Подобное сочетание внешних условий становится очень опасным при тех природных свойствах, какие можно было уже тогда заметить у герцога Шартрского. Будь он вооружен какими-нибудь нравственными правилами, которые оказывали бы сильное влияние на его сердце, можно было бы ожидать, что они дадут о себе знать в минуту успокоения, когда всякий человек заглядывает в глубину своей души. Во всяком случае он ограничил бы свои склонности той уздой приличия, которую накладывает общественное мнение. Если бы у него было живое тяготение к какой-нибудь науке, он пытался бы расширить свои знания и сумел бы управлять своим вниманием. Будь он хотя бы искренне влюблен, то, стремясь нравиться, он не растратил и не развратил бы своего ума в постоянном безделье, его сердце освободилось бы от недостатков, исчезающих перед лицом истинного чувства. Простое счастье, остерегающееся опасностей, которые создаются беспокойным воображением, и самоотверженность, вызывающая великодушные чувства, несомненно развили бы у герцога Шартрского какие-нибудь серьезные достоинства.

Но по сухости своего сердца он был лишен иллюзий молодости, в то время как рассеянность ума мешала ему сосредоточиться на серьезных предметах. Так как он был необуздан в своих склонностях и превратил удовольствия в оплот против самой любви, то он начал злоупотреблять всеми радостями и сохранил постоянство только в излишествах.

В 1769 году он женился на девице Пентьевр. Она была добра, бела, свежа, кротка и чиста, но она нравилась ему до тех пор, пока как женщина была для него новинкой. По прошествии нескольких дней все сколько-нибудь блестящие парижские куртизанки могли снять вдовьи наряды, в которых им угодно было появиться в опере, когда герцог и герцогиня Шартрские впервые приехали туда вместе.

Вступив в свет, герцог Шартрский подружился с Вуайе, главой всех развращенных людей той эпохи.
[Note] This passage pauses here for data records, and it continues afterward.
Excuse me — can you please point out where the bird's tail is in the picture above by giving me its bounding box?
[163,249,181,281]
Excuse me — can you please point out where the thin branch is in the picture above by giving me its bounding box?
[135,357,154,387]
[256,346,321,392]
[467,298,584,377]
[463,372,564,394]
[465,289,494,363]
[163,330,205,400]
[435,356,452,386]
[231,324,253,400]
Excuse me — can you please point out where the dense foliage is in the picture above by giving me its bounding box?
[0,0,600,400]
Благодаря своему большому состоянию, репутации искусного в государственных делах человека, умению вести довольно блестящие разговоры на военные темы и большому остроумию Вуайе объединял вокруг себя молодых людей с пылкими страстями, зрелых людей, утративших доброе имя, всякого рода шалопаев и интриганов. Аббат Ивон, получивший известность скорее вследствие продолжительных преследований, которым он подвергался, чем как автор нескольких статей в Энциклопедии, в том числе статьи о душе, которая и навлекла на него гонения, познакомил герцога Шартрского с возвышенной метафизикой, и тот усвоил ее язык даже для самых непринужденных разговоров. У него постоянно повторялись такие выражения, как-душа... пространство... цепь существ... абстракция... материя... состоящая из точек... простая... непротяженная... неделимая, и так далее. Все эти слова, произносимые без определений, с интервалами, жестикуляцией, недомолвками и в мистической форме, подготовляли молодых адептов к вере Вуайе. Тогда их начинали учить, что всякое чувство лишь смешно... что совестливость свидетельствует о слабости... что справедливость - предрассудок... что во всех наших действиях мы должны руководствоваться своими интересами или, вернее, стремиться к удовольствию, и так далее. От доказательств, естественно, воздерживались.